Но этот момент Булгаков почему-то пропустил, должно быть, оттого, что лакей с моноклем в глазу и влажным чубчиком денди, сардонически плюнул на пол, громко, как бы назидательно, высморкался в большой, просто огромный, клетчатый платок и долго, с раздражением, напяливал медвежью шапку, а затем небрежно вышел, отшвырнув ногой лавку, как спичку, виляя, словно институтка, задом.
- Мишка, ты меня слышишь? - нервно спросил Богданов.
- Слышу... слышу... - отозвался Булгаков, мысленно почему-то спускаясь вместе с лакеем с высокого трактирного крыльца; при этом лакей почему-то ворчал: "Понавыбирают... а кого?.." А потом словно очнулся: - Наливай, наливай, а я картошки и холодца ещё закажу. Кого "понавыбирают?" - удивился он, возвращаясь в то, своё лихорадочное состояние крайнего метафизического возбуждения, от которого он думал, что избавился навсегда. Кого?.. И почему-то абсолютно не связывал их с Борькиным разговором.
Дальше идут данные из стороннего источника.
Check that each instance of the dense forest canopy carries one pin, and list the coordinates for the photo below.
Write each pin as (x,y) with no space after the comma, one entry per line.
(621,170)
Неловко выпростал перчатку из кармана и выронил смятую трёшку, когда же нагнулся, на как-то мгновение, потеряв её из вида, там уже лежал червонец. Булгаков поискал, трёшки нигде не было. Булгаков удивился, что за ерунда! Червонец забрал, и тотчас забыл о маленьком чуде.
***
Булгаков вернулся домой пьяненький, но веселый, открыл было рот, чтобы выложить страшную тайну, мучившую его, как чесотка, однако так и замер, словно его ткнули в зад вязальной спицей.
Собственно, тайн было две: лакей с моноклем в глазу, которого он опознал, как человека из коридора, и Борька со своей идеей фикс стреляться. Как ни странно, о лакее с его громкой фразой: "Понавыбирают, а кого?..", сказать было абсолютно нечего, кроме огромной, безмерно глупой таинственности, лишенной всякого смысла, а предавать друга с его планом застрелиться, вообще, было негоже. Поэтому Булгаков моментально прикусил язык, и имел вид престранный, как нашкодивший щенок.
- Что ты хотел мне сказать?! - налетела Тася, гневно пылая глазами. - Что?! - Вся праведная в своей женской чувственности, которую он так любил в ней, и пока не исследовал до конца.
Однако он уже пришёл в себя, и трепаться, было опасно.